Currently, Phayathai Sriracha Hospital utilizes MRI machines for diagnosing conditions such as ischemic heart muscle disease from coronary artery disease, congenital heart disease, enlarged heart, and heart failure. It helps determine the appropriate treatment options, such as medication, balloon angioplasty, or surgery, without the need for unnecessary radiation exposure. It is particularly suitable for patients with impaired kidney function and those allergic to iodine-based contrast agents.

Who should undergo these examinations?

  • Individuals aged 40 and above, both males and females.
  • Individuals with a history of diabetes, high cholesterol, or high blood pressure.
  • Individuals who consume sweet, fatty, or salty foods.
  • Regular smokers and individuals exposed to secondhand smoke.
  • Individuals with a family history of heart disease.
  • Individuals with inadequate rest, restless sleep, and frequent fatigue.
  • Having no history of heart disease does not mean you are not at risk.

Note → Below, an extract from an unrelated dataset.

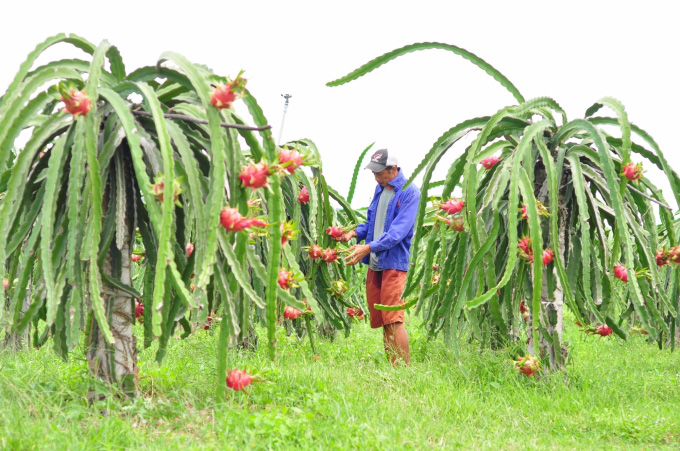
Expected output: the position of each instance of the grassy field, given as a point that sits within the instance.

For further information or Booking..



"Sudden death from heart disease is often caused by two main factors. The first is acute coronary syndrome, which is a relatively dangerous and frightening condition because it does not show any symptoms even if the coronary artery is more than 50% blocked. As long as the heart can still pump blood, no symptoms will be apparent, leading most patients to be unaware of their condition. The second factor is arrhythmia, where the normal heart rate is between 60 and 100 beats per minute. If the heart rate is below 60 or above 100 beats per minute, it is considered an abnormal heart rhythm. This affects the heart's ability to pump blood effectively and can lead to heart failure. Both of these factors can be treated and prevented through regular heart screenings."